Paseando por Romancos, el viajero se encuentra a gusto, porque encuentra limpio y en orden el entorno. Hay una plaza mayor enorme, con fuente y caserones de traza popular y entrañable. Abajo, junto a las huertas, encontramos la iglesia parroquial, que está dedicada a Nuestra Señora de la Concepción. Es un interesante ejemplar de arquitectura religiosa, construido en la primera mitad del siglo XVI. Su fuerte fábrica de sillar y sillarejo muestra dos puertas orientadas, a norte y a poniente. Esta última se compone de un sencillo arco de tres lóbulos, redondeados, sostenidos por jambas de junquillos de pequeños capiteles de decoración vegetal. Pero la puerta principal, orientada al norte, es más llamativa y vigorosa. Tal como vemos en la fotografía adjunta, que nos da una idea de su aspecto solemne y peculiar, trátase de todo un cromo de arte antiguo: se compone de gran arco conopial ornado con cardinas, florones, etc., muy en la tradición del gótico final o isabelino.
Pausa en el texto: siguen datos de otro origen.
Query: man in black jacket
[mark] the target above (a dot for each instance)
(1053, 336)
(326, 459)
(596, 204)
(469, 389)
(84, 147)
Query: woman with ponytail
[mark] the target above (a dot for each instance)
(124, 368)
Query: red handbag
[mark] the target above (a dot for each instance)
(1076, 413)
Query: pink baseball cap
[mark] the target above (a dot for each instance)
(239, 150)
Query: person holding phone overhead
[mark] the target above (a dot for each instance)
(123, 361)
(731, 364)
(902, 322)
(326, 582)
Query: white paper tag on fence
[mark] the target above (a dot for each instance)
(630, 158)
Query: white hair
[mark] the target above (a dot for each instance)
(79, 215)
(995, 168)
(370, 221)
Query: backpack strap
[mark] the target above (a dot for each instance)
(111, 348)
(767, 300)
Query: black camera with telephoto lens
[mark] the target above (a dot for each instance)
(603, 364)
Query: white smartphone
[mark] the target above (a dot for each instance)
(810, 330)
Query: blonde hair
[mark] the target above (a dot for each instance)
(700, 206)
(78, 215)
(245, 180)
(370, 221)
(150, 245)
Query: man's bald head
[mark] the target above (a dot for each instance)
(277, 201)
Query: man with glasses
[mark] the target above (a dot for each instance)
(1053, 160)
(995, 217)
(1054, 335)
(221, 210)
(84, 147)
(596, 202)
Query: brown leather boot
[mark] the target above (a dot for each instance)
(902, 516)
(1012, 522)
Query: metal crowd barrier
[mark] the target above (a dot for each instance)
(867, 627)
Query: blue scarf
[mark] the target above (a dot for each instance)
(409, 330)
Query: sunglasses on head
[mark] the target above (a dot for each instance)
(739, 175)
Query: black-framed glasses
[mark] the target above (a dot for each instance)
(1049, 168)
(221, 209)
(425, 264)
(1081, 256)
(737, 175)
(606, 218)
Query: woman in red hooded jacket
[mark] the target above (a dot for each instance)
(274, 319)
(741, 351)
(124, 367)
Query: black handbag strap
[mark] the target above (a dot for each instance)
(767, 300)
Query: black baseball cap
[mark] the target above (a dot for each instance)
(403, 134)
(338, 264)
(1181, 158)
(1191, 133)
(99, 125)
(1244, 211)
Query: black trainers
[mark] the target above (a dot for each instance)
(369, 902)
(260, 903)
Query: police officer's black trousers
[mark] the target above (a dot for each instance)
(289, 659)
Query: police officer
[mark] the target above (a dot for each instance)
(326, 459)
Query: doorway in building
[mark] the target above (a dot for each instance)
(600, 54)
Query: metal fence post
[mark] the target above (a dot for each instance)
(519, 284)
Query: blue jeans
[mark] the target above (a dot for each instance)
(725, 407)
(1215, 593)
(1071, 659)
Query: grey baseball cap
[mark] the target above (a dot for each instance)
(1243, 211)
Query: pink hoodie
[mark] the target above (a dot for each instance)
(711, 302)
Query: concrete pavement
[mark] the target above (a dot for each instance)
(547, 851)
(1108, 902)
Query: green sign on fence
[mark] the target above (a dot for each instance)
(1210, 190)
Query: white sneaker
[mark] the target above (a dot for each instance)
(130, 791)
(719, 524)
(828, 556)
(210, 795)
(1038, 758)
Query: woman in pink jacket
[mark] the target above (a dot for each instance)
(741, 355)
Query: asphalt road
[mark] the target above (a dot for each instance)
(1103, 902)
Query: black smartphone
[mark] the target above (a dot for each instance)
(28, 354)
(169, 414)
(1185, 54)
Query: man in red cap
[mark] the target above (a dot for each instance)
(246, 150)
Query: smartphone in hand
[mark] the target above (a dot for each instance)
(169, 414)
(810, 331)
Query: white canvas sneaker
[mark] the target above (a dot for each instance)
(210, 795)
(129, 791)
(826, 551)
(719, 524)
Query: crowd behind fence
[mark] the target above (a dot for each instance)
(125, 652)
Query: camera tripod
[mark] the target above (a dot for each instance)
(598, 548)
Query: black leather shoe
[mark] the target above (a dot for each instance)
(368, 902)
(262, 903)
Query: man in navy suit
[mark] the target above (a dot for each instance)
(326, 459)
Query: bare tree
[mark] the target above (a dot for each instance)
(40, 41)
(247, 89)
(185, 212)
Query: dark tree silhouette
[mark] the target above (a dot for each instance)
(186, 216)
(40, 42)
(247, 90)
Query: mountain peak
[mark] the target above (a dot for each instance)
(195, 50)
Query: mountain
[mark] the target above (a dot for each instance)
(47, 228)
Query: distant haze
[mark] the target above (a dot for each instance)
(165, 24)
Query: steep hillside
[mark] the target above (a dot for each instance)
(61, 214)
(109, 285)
El interior de esta iglesia se compone de tres naves, de grandes proporciones. Presenta capiteles y conjuntos ornamentales en los collarines de los pilares que separan las naves, mostrando carátulas y elementos simbólicos. A los pies del templo, un coro alto con balaustrada decorada con elementos platerescos, pero de tono muy popular, lo mismo que el friso en madera que corre bajo dicho coro. También es muy interesante la puerta de subida al coro desde la nave. Esta decoración de tipo plateresco popular es muy propia de este templo que, por ello, merece ser visitado. No exagero al decir que nada igual puede encontrarse en toda la provincia de Guadalajara. Imagínese el lector una decoración, tallada en piedra, y en madera, que esté a caballo entre lo románico simplón y lo renacentista culto: esa melodía exótica es la que suena al contemplar carátulas y medallones de la iglesia de Romancos.

Cubriendo parte del inmenso muro del presbiterio, hay un retablo con algunas pinturillas de mediano mérito. Antiguamente tuvo un señor retablo que entre guerras y olvidos se perdió para siempre.

Se va el viajero de Romancos, con el regusto de haber estado sumido, un rato largo, en la vida cordial y casera de un pueblo alcarreño. La atmósfera parece todo un cuadro de Constable: se pintan las alamedas amarillas, ya casi desplumadas, por los bordes del río; el cielo no es cielo, que es celaje entre gris lloroso y acero blando, y, como es domingo, hay niños por todas las esquinas. Al bajar la cuesta rumbo al Tajuña, en las afueras del pueblo, se ve la ermita de la Soledad, del siglo XVIII, con un escudo episcopal en su portada. Pronto queda todo atrás, ya en la memoria: y el viajero pide entonces a sus lectores que vayan a ese rincón de la provincia, que alimenten, como él lo hace, su morral con visitas, con sonidos, con palabras que no entumezcan el alma, sino que la apliquen y abran a horizontes nuevos.